A thousand yes’s to this — all of it. We were wrong to ever concede abortion should be “rare.”
Democrats thought they were agreeing that teenagers should have access to intelligent sex education and birth control, but the same forces to which that “compromise” was offered shifted immediately to “abstinence only” education and equating birth control with “abortifacients.”
We have let this critical human rights issue slide much too far, for far too long, and is not a valid bargaining chip for anyone’s triangulation. We need to push back hard and consistently and to be very clear:
Abortion must be safe, legal, and ON DEMAND.
Thank you and the others you mentioned for traveling to Tallahassee to testify. The fact that the deck was stacked in advance and the purveyors of this latest assault on women’s health connived to silence some of you only proves how important this issue is — to all of us.

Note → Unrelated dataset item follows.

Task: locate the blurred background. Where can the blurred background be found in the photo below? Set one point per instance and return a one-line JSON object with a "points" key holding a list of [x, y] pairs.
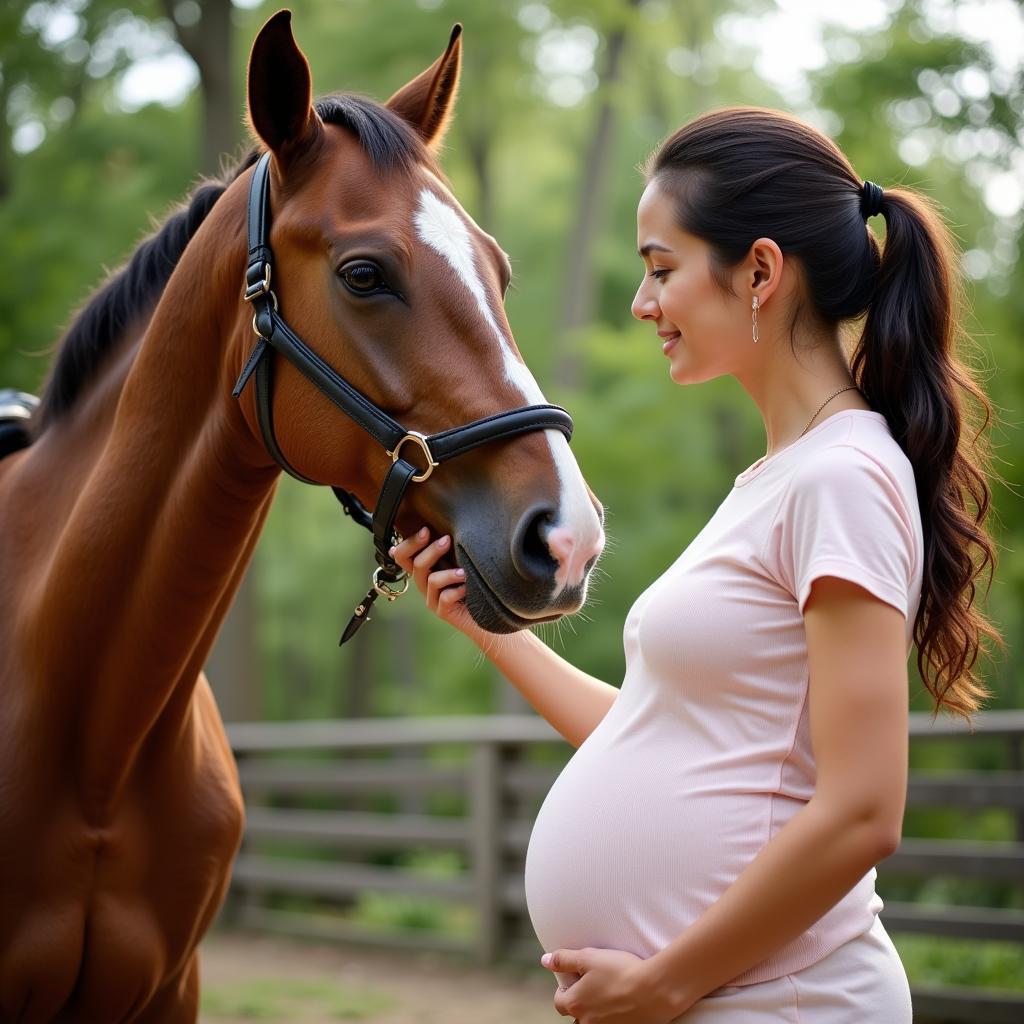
{"points": [[113, 110]]}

Abortion on demand, no exceptions, and free for low-income women through safe public health services. Plentiful access, freedom of choice, low cost, no insulting interference, covered by all insurances like most health care procedures, safe, and private. This is what women want and need, and we aren’t going to stop until we get it. ALL men and religious nuts need to Shut the Hell Up and STAY OUT of women’s personal business!!!